Santa Cruz company gets on FDA fast track for pathogen sequencing method approval
Nearly 3,000 devices receive approval from the FDA each year, according to Pathogenomix Chairman Chris Risley, but only 75 receive a Breakthrough Device Designation.
Patho-Seq, short for pathogen sequence, is Pathogenomix’s new development to identify infections in hospitalized patients more effectively. The recent designation by the FDA gets it on the fast track to full approval, a process which normally takes years, but is now set back by the effects of COVID outbreaks, according to Risley.
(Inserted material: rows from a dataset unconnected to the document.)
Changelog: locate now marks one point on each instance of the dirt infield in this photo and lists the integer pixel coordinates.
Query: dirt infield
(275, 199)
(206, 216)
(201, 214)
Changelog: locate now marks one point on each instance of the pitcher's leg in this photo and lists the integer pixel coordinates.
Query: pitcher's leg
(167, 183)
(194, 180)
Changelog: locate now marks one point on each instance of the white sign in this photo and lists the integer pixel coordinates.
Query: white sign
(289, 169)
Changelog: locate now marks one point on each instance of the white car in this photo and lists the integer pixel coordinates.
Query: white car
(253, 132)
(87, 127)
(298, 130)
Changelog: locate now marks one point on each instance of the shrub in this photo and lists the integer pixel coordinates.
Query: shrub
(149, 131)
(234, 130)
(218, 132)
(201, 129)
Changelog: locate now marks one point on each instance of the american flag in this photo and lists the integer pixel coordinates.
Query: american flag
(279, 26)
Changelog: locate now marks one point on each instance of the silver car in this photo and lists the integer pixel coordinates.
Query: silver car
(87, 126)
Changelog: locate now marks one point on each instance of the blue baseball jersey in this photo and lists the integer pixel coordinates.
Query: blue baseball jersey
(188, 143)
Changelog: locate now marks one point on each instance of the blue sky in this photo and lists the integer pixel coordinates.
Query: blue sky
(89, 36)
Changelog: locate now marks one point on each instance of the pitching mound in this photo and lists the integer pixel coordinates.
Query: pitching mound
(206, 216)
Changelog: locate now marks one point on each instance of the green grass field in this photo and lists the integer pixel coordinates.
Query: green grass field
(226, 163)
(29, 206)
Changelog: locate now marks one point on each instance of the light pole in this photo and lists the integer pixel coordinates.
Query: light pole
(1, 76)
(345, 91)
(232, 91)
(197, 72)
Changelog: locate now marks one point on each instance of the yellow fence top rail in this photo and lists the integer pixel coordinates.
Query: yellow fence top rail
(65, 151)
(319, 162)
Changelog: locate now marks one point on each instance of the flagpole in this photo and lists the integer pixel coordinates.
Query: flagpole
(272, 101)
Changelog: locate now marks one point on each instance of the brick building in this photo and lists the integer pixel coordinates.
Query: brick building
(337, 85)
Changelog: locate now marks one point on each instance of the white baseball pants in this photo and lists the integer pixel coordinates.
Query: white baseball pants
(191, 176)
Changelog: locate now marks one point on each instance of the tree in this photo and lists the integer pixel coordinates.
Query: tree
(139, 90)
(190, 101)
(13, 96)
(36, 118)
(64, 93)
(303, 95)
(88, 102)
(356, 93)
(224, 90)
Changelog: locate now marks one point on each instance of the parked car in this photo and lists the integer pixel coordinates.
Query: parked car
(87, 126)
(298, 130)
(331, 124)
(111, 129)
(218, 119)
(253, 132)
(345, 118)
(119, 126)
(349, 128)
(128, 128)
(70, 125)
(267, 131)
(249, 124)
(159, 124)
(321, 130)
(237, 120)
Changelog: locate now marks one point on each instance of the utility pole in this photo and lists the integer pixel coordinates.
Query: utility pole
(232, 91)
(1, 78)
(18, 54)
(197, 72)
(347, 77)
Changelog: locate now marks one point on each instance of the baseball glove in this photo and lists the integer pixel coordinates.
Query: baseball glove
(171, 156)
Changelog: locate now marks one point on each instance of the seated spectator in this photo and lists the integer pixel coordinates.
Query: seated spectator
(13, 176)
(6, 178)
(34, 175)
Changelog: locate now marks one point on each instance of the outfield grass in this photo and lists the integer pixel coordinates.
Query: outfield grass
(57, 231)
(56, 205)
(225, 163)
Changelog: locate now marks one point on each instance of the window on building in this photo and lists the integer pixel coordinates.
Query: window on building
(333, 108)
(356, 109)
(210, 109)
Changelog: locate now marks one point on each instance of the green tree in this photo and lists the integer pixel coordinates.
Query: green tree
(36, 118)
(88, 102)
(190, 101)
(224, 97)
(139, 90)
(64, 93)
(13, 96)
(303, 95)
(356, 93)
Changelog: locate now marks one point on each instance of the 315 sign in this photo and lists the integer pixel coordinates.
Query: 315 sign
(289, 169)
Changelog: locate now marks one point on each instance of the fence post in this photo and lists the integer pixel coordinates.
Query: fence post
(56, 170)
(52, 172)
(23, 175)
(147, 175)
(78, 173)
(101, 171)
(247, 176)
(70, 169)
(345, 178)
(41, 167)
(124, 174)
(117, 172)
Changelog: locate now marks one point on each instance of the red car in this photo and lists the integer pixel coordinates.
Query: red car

“Right now, the FDA is so overwhelmed with COVID tests and everything to do with COVID, they are very slow in processing any other kinds of applications. I think we can all sympathize with that,” he said. “A Breakthrough Device Designation says you’ve got a shortcut, but tis still a very slow path right now. This puts us on an accelerated pathway to the FDA.”
Risley likened the Breakthrough Device Designation to a Fast Pass at Disneyland. Instead of the years it normally takes to receive FDA approval, Patho-Seq is likely to receive approval within a year. However, he said that estimate isn’t even guaranteed with how inundated the FDA is with the pandemic.
Nonetheless, Risley stressed the importance of getting on the procedure on the fast track to approval. Currently, it can only be used in labs that have developed the test for the bacteria DNA. Typically, that is a service that only larger hospitals have access to. Through those labs, Pathogenomix has analyzed more than 400,000 samples since its conception in 2016, Risley stated.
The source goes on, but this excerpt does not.